Los curas que a mí me daban clase, armados de una aterrorizadora regla de madera, se encargaban de comprobar si nuestra memorización era la correcta.

La oración debía de fluir de nuestros labios sin ninguna vacilación, ningún esfuerzo, la oración debía brotar sin ninguna resistencia, como un arroyo.
A día de hoy me sigo acordando de todas ellas.
Por cierto, no albergo ningún resentimiento hacia aquellos curas y sus métodos de enseñanza. Al contario, les estoy agradecidísimo.


Personalmente opino que las antiguas oraciones, esas oraciones en las que la humanidad ha confiado y en las que una y otra vez ha buscado consuelo, los salmos, los viejos cánticos, las antiguas jaculatorias, son un tesoro que no debe caer en el olvido y en la incuria.

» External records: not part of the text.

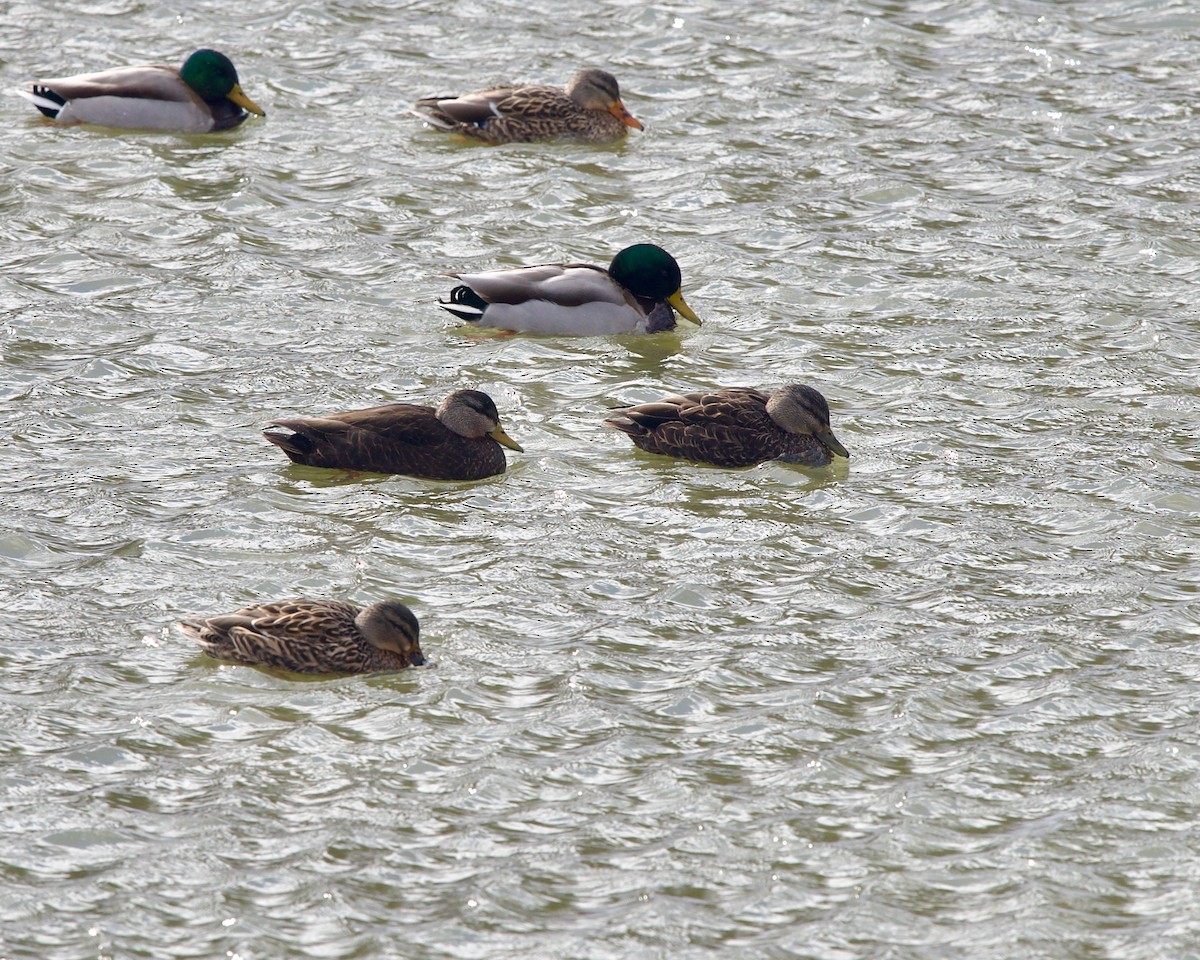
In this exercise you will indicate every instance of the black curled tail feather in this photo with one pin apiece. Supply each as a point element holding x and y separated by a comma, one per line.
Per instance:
<point>465,304</point>
<point>45,93</point>
<point>298,447</point>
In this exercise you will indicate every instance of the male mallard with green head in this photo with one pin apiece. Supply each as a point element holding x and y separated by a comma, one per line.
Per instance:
<point>201,96</point>
<point>640,293</point>
<point>313,636</point>
<point>736,426</point>
<point>588,109</point>
<point>459,441</point>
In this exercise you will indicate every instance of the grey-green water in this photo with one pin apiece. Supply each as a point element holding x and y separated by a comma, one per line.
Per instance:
<point>940,701</point>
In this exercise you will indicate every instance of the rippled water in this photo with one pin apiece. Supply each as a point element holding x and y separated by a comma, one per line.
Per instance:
<point>940,700</point>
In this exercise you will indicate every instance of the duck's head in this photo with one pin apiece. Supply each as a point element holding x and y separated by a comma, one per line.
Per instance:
<point>390,625</point>
<point>598,90</point>
<point>798,408</point>
<point>472,414</point>
<point>213,76</point>
<point>648,270</point>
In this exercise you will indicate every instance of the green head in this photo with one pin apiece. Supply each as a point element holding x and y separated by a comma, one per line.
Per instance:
<point>648,270</point>
<point>213,76</point>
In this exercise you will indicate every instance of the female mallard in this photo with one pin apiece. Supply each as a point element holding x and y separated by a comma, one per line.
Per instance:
<point>736,426</point>
<point>201,96</point>
<point>634,295</point>
<point>313,636</point>
<point>459,441</point>
<point>589,109</point>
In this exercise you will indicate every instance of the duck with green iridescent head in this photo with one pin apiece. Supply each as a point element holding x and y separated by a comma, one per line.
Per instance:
<point>640,293</point>
<point>201,96</point>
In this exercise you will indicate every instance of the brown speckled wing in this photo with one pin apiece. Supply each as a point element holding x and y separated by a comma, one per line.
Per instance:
<point>395,438</point>
<point>725,427</point>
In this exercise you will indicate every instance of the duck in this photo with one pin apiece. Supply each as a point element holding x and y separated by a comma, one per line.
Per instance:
<point>201,96</point>
<point>588,109</point>
<point>736,426</point>
<point>640,293</point>
<point>313,636</point>
<point>461,439</point>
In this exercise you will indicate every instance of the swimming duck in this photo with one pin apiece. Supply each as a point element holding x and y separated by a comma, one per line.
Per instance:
<point>313,636</point>
<point>459,441</point>
<point>736,426</point>
<point>203,95</point>
<point>634,295</point>
<point>588,109</point>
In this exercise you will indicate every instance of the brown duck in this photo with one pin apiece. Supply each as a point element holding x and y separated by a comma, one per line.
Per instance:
<point>736,426</point>
<point>459,441</point>
<point>313,636</point>
<point>588,109</point>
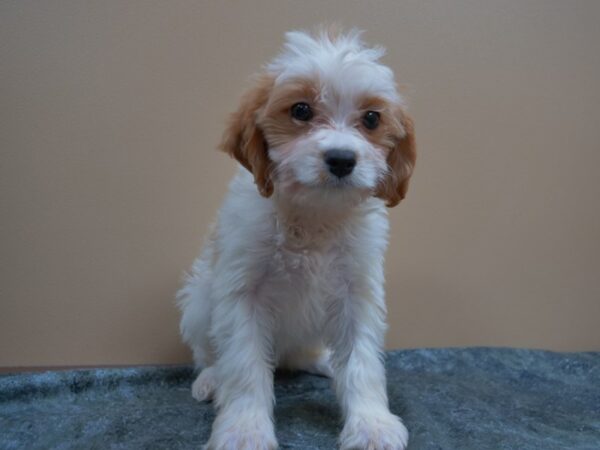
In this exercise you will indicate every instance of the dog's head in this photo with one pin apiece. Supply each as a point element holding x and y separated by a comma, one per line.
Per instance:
<point>325,121</point>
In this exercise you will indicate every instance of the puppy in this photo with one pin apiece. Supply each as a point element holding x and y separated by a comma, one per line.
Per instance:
<point>292,273</point>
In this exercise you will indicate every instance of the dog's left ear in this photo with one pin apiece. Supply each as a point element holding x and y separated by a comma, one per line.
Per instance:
<point>244,140</point>
<point>401,162</point>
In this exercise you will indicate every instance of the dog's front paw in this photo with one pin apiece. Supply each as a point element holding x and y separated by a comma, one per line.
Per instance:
<point>374,432</point>
<point>242,434</point>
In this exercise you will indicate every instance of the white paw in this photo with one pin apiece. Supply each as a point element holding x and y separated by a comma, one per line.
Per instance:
<point>244,435</point>
<point>205,384</point>
<point>376,432</point>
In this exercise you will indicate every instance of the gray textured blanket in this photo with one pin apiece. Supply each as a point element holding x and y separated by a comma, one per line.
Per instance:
<point>476,398</point>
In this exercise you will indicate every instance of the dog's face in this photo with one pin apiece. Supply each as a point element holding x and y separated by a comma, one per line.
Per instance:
<point>325,122</point>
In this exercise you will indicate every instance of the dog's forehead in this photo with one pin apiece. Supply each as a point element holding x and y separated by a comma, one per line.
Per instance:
<point>341,67</point>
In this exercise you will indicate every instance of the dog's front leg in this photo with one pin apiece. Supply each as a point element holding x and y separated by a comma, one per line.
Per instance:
<point>359,376</point>
<point>244,395</point>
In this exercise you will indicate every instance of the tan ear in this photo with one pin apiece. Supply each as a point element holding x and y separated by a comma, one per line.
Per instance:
<point>243,139</point>
<point>401,162</point>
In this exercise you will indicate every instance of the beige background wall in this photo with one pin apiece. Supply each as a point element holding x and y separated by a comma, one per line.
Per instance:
<point>110,112</point>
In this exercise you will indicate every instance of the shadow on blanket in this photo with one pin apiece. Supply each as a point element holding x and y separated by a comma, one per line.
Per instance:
<point>474,398</point>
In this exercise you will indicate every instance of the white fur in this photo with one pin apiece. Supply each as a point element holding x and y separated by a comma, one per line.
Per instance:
<point>296,279</point>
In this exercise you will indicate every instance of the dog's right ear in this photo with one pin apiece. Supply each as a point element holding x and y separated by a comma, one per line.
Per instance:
<point>244,140</point>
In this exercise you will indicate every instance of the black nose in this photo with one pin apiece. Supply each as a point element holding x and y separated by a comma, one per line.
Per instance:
<point>340,162</point>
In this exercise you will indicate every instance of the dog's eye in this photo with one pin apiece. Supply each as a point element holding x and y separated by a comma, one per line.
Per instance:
<point>371,120</point>
<point>302,111</point>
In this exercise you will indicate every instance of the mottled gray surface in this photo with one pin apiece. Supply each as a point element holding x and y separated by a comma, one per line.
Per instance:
<point>449,399</point>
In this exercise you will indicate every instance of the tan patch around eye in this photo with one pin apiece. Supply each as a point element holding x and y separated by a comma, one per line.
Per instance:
<point>389,131</point>
<point>276,121</point>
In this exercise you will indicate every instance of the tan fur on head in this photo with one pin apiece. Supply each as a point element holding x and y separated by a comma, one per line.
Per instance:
<point>244,140</point>
<point>401,162</point>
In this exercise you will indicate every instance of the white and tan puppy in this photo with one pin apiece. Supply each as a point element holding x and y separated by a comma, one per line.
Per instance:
<point>292,273</point>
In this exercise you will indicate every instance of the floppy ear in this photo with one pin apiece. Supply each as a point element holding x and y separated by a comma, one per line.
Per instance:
<point>401,161</point>
<point>244,140</point>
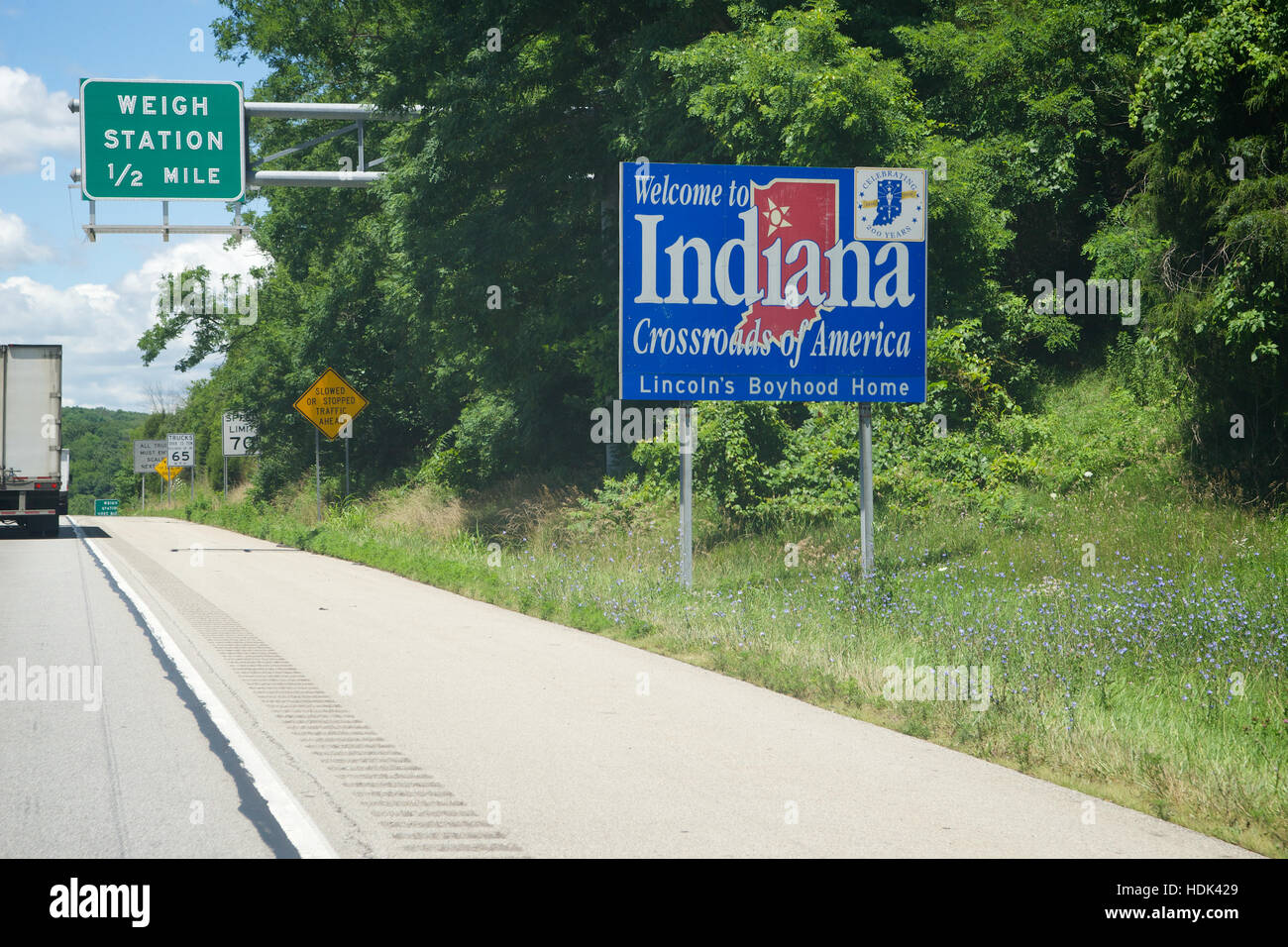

Estas oraciones no solo conectan al ser humano con una vibración superior y espiritual, sino que además sirven de puente de unión con entidades dévicas, las cuales acuden al llamado de la oración.


Conviene tratar a cualquier oración con respeto y reverencia, pues constituyen un tesoro humano y divino.


Por supuesto, una de las oraciones más complejas y arduas de memorizar era el Credo. Hoy en día la Iglesia Católica ya ha renunciado a que sus fieles conozcan “el símbolo de la fe”, como fue llamado el Credo. Parece que basta con que la sepa recitar el sacerdote.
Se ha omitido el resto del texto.